Snead v. Snead

Annotate this Case

185 So. 2d 135 (1966)

Carolyn Marcelle SNEAD v. Curtis Edward SNEAD, III.

7 Div. 692.

Supreme Court of Alabama.

March 31, 1966.

*136 Jas. F. Hinton, Gadsden, for appellant.

Clarence Simmons, Jr., and Barry N. McCrary, Gadsden, for appellee.

LIVINGSTON, Chief Justice.

On August 8, 1955, the Circuit Court of Etowah County, in Equity, rendered a decree granting a divorce to the appellant, Carolyn Marcelle Snead, from her husband, Curtis Edward Snead, III, the appellee, on the ground of cruelty. The decree awarded custody of the parties' son, Curtis Snead, IV, and daughter, Donnie Snead, to the mother, subject to prescribed visitation rights of the father. An award of $125.00 per month for alimony and child support was made. In addition, complainant was to receive 50 per cent of respondent's net income over and above $3,000 per year as shown by respondent's federal income tax return.

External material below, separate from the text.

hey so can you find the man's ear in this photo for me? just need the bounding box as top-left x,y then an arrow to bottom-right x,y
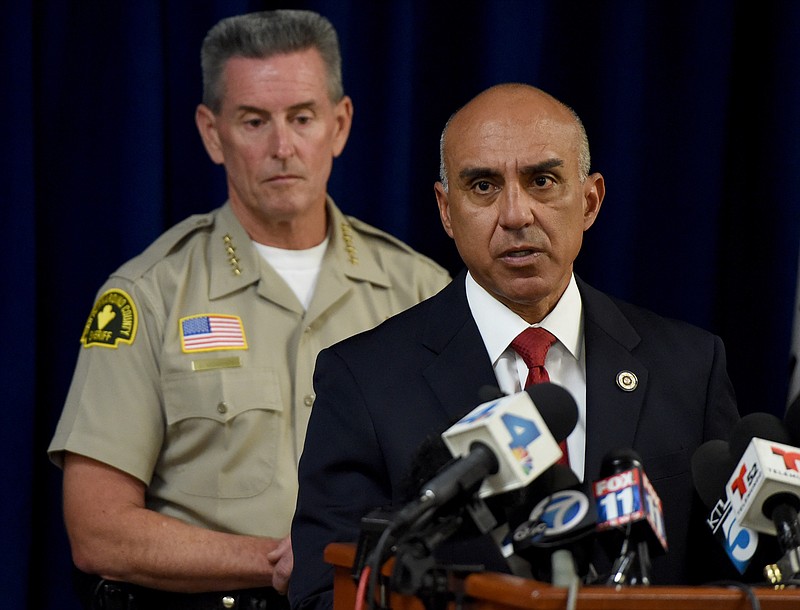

On January 5, 1965, the husband filed a petition for modification of said decree. After a hearing on evidence ore tenus, the trial court rendered the decree of modification, on April 7, 1965. In this decree, the custody was given to the father, with reasonable visitation rights being given to the mother. The decree also discontinued payment by the father to the mother of $125.00 per month for alimony and child support. The wife brings this appeal from the decree of modification.

A decree of divorce with alimony and child support, and custody of the children will not be modified unless there is a showing of changed conditions which would justify the modification. Featherston v. Featherston, 271 Ala. 238, 123 So. 2d 120; Wood v. Wood, 276 Ala. 90, 159 So. 2d 448.

In Featherston v. Featherston, supra, it was said:

"Each case of the kind now under consideration must rest upon its own facts and circumstances with, of course, the principle always in mind that the welfare of the child is of paramount importance. Hale v. Hale, 259 Ala. 666, 68 So. 2d 63."

We have often observed that where no good purpose would be served by setting out the evidence in detail, we will decline to do so. James v. James, 242 Ala. 140, 5 So. 2d 616, and cases cited; Hale v. Hale, supra.

Suffice it to say, that we have studied the evidence carefully. Both parties to the divorce proceedings in 1955 have remarried. In fact, the mother has been married twice since the divorce. The evidence discloses that the father has four children by the second marriage and is now employed in a bank, has been awarded successive raises, and has property interests which indicate his financial ability to take care of the two minors involved, and attends church regularly. On the other hand, the evidence tends to show certain specific immoral acts by the mother between her first and second marriage. *137 The photographic evidence, in our opinion, is not in any sense of the word "Art."

We are clear to the conclusion that the evidence supports the holding of the trial court and that the mother is an unsuitable person to have the custody and control of the children.

It has long been the rule of this court that where testimony was heard ore tenus by the trial court, his decision will not be overturned unless it is plainly and palpably wrong. Benson v. Jefferson Mortgage Co., 276 Ala. 72, 159 So. 2d 191; Hilley v. Hilley, 275 Ala. 617, 157 So. 2d 215; Lewis v. City of Birmingham, 275 Ala. 301, 154 So. 2d 657; Alabama-Tennessee Natural Gas Co. v. City of Huntsville, 275 Ala. 184, 153 So. 2d 619.

The case is due to be, and is, affirmed.